Sotto queste importanti e auspicabili speranze il Partito Democratico di Venosa ha promosso e realizzato una serie di incontri per sollecitare l’intero tessuto sociale ed economico a contribuire alla stesura di un documento congiunto, documento che possa individuare delle risoluzioni alle difficili domande che si presentano, con sempre maggiore forza, alle nostre porte.

L’inizio della fase 2 è, di fatto, un ritorno, un ritorno diverso e, nello stesso tempo, uguale.
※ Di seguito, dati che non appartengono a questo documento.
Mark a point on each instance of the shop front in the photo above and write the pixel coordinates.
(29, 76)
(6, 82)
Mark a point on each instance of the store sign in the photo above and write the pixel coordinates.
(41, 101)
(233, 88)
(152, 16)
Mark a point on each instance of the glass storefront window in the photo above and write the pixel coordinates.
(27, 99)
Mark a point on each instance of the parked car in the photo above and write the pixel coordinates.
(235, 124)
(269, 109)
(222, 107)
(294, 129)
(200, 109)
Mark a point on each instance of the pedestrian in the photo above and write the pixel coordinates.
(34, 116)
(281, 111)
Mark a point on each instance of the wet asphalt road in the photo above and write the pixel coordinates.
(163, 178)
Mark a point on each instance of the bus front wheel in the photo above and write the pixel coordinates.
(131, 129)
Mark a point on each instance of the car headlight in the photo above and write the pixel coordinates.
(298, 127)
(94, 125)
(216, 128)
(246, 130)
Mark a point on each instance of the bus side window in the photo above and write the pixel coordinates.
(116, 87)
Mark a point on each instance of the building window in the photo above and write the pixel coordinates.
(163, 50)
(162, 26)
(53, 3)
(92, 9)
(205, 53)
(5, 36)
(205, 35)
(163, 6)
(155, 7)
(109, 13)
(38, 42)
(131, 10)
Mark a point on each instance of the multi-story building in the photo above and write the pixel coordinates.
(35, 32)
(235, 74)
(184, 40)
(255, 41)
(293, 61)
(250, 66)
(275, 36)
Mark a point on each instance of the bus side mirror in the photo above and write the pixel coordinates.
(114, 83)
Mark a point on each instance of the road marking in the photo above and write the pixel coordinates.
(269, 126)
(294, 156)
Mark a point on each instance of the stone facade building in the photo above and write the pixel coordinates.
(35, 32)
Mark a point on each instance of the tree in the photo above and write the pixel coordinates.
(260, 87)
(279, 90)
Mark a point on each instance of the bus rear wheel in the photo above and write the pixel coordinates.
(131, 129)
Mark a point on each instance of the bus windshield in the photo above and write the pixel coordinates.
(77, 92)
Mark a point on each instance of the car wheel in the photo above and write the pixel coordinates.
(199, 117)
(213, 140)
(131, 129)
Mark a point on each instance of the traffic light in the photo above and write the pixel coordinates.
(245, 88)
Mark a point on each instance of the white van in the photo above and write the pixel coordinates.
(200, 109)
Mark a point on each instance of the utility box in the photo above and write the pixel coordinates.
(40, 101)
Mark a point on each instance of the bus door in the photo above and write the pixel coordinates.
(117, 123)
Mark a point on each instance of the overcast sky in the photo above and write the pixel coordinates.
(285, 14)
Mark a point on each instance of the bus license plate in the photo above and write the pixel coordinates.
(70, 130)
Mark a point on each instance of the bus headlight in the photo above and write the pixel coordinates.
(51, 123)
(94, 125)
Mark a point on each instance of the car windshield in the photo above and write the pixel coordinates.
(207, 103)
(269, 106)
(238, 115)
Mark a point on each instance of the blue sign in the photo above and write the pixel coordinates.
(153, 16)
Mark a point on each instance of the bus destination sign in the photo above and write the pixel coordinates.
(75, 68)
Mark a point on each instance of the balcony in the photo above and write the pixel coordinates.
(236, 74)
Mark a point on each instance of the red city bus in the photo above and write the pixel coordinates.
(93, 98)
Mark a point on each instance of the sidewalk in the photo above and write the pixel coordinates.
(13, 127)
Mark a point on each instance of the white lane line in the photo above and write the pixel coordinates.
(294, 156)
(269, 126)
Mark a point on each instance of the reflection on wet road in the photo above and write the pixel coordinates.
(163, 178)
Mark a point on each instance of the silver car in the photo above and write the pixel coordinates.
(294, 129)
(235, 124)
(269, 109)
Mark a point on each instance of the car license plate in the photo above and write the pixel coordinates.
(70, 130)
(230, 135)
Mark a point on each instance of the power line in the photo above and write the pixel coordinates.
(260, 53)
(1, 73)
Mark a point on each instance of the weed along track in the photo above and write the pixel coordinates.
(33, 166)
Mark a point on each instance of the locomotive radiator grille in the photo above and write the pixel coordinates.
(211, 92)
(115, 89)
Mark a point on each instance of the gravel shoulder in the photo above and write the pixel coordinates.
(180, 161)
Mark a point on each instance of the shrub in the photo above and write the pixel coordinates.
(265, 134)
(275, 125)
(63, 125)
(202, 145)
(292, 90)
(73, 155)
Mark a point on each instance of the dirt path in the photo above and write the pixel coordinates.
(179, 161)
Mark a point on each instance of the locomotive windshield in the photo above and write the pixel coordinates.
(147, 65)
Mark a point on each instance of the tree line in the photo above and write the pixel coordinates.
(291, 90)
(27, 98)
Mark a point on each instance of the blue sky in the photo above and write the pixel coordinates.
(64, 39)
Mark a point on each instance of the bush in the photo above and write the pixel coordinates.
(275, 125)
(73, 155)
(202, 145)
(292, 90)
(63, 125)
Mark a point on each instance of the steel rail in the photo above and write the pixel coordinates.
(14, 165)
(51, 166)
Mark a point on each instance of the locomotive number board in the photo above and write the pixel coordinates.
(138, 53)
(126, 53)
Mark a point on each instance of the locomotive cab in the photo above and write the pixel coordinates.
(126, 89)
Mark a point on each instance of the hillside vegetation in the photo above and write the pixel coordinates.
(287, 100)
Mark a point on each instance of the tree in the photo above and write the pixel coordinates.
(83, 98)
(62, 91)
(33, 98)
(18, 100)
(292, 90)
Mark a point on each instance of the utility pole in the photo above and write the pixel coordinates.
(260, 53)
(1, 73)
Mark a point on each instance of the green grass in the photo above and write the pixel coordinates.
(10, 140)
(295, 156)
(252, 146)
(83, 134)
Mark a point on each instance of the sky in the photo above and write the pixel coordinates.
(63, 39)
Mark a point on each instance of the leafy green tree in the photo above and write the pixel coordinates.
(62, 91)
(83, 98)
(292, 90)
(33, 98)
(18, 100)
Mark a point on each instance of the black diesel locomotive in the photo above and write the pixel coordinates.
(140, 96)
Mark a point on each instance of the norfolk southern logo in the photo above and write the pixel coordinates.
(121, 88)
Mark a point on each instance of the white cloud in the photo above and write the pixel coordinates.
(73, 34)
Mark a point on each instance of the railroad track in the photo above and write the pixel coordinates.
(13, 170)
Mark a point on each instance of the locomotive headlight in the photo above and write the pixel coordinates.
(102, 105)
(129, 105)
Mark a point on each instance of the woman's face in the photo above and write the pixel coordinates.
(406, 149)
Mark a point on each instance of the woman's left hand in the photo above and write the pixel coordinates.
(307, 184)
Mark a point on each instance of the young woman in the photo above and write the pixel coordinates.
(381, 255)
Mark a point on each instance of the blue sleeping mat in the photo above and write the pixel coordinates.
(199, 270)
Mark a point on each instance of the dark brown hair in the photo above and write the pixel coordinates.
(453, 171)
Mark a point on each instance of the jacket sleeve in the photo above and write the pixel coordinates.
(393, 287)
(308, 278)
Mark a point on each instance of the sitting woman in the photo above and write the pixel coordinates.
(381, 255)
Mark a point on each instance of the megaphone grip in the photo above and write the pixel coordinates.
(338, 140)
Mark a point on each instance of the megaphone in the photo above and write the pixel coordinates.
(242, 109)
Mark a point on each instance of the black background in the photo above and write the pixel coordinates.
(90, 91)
Diverso perché il Covid 19 ha mostrato le nostre debolezze e fragilità, uguale perché tutti dovranno impegnarsi, con la stessa forza, a difendere il proprio presidio, il proprio lavoro, la propria terra, la propria famiglia.

In un messaggio alle giovani generazioni, Piero Calamandrei, invitava a non sentirsi soli poiché parte di un tutto.

Questo risulta straordinariamente attuale e risuona con inaudita forza nei nostri cuori.

Agli incontri, ai quali hanno partecipato organismi datoriali e sindacali, enti, associazioni e politica, spinti anche da una mancanza di coinvolgimento da parte dell’attuale governace, hanno evidenziato le necessità di programmare un concreto rientro alla vita quotidiana senza trascurare ciò che questa emergenza ha fatto emergere e soprattutto valutando quali siano le necessità imminenti per recuperare la serenità di un rientro alla normalità.

Sanità, agricoltura, welfare, commercio, servizi, pubblica amministrazione, turismo e cultura i temi trattati in un ampio dibattito che ha stimolato un confronto proficuo e propositivo ed ha evidenziato una necessità: incontrarsi per discutere e tornare a parlarci.

Si è consapevoli delle difficoltà di gestione, rispetto ad un evento unico come una pandemia, ma si è anche convinti che la condivisione dei problemi possa avere una duplice valenza: l’occasione unica di dimostrare realmente l’esistenza di un tessuto sociale capace di autodeterminarsi (questo documento mira a rappresentare questo), e la possibilità di rendere partecipi tutti coloro che vogliono entrare nella complessità delle cose, sfuggendo dall’atteggiamento lamentoso e denigratorio che spesso caratterizza chi non ha nulla da dire ma ci tiene tanto a dirlo. Per questo chiediamo un tavolo di discussione che consenta di promuovere atteggiamenti virtuosi e responsabili.

Firmatari del documento: CIGL, CISL, UIL, Coldiretti, Cia, Confagricoltura, Consorzio Aglianico del Vulture, Cantina di Venosa, Essedisport, Artistica Management, Le dimore degli artisti, Venosa Duemilaventiquattro, Giovani Democratici Venosa, Partito Democratico Venosa.